Идиотка
Шрифт:
Внезапно опустилась ночь, и церемония закрытия началась. Меня пригласили на сцену вместе с автором лучшего фильма, лучшим исполнителем мужской роли и лучшим режиссером. Всех по очереди стали награждать под звуки аплодисментов и радостные возгласы. Подошла и моя очередь, мне вручили увесистую фигурку какого-то полумифического существа.
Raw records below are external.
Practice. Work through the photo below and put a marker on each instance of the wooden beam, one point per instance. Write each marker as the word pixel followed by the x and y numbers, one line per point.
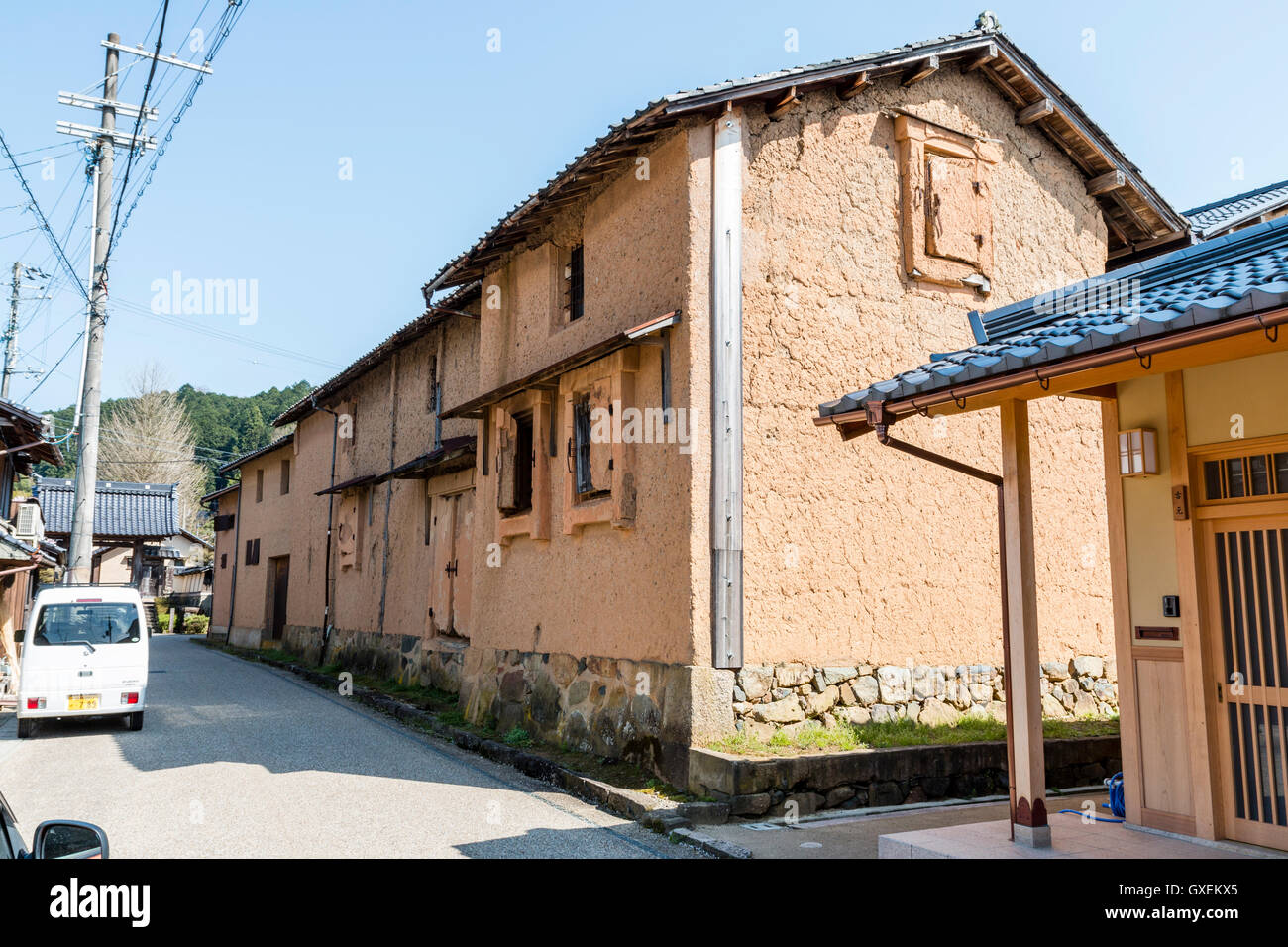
pixel 782 105
pixel 1096 393
pixel 1021 607
pixel 919 69
pixel 1038 110
pixel 986 55
pixel 1107 182
pixel 848 90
Вдохновившись, я сказала «речь по-итальянски»: «Италия миа, белла, беллисима, мольто грациэ!» Непомерных масштабов театр взорвался ликованием, и вдруг произошло нечто божественное по своей красоте. Темнота ночи вспыхнула тысячами огней — зрители приветствовали нас зажженными факелами! Где-то поблизости продолжал хихикать Филипп Нойс, заражая травяным дурманом, — меня закачало от ощущения высоты и счастья. Сцена, словно ковер-самолет, парила в живом и мерцающем пространстве. Казалось, от самого кратера Этны, на время притворившегося спящим, прикурил кто-то веселящую трубку и пустил ее дальше по многотысячному кругу… По окончании церемонии был устроен банкет в открытом ресторане — нас представляли гостям фестиваля, знакомили с членами жюри. Ко мне подошла высокая миловидная женщина и поздравила с наградой. Объяснялась она по-английски, но сказала, что родом из Франции. Ее лицо мне показалось чем-то знакомым. Но тут она представилась по имени, и я хихикнула на манер долговязого режиссера. Передо мной стояла Маша Мериль — французская актриса, член жюри фестиваля и бывшая любовь Андрея Кончаловского. Я видела фильмы с ее участием, слышала от Кончаловского историю их романа, начавшегося в конце 60-х на московском кинофестивале, и знала, что эта встреча кардинально изменила его личную жизнь. Мне было интересно разглядывать женщину, так поразившую когда-то Андрона. Маша Мериль чем-то напоминала Ирину Купченко, что подтвердило мое давнее наблюдение: режиссер впечатляется образом западного актера или актрисы, затем находит его двойника в России. Пример тому не только я и Ширли Мак Лейн, но также Марина Неелова и Франсуаз Арди, Ирина Бразговка и Доминик Санда, а теперь вот Ирина Купченко и Маша Мериль. Профессиональный синдром или разгадывание вселенского генетического кроссворда? Что бы ни было, но в этой особенности есть что-то от кинематографического Павлова или Мичурина…
Однако все хорошо, что вовремя заканчивается. Мы покидали Таормину, отправляясь в Рим, где намеревались провести ночь, а на следующее утро улететь в Москву. Напоследок я узнала от устроителей фестиваля, что в этом городе до меня получали награду еще двое русских: Анна Ахматова — литературную премию и Владимир Высоцкий — актерскую, за роль в фильме Иосифа Хейфица «Плохой хороший человек». Надо признать, что у Иосифа Ефимовича была «счастливая рука» — он принес успех Ии Саввиной, Володе Высоцкому, Олегу Далю, который сыграл в той же ленте, пожалуй, одну из своих лучших ролей… и наверняка многим другим.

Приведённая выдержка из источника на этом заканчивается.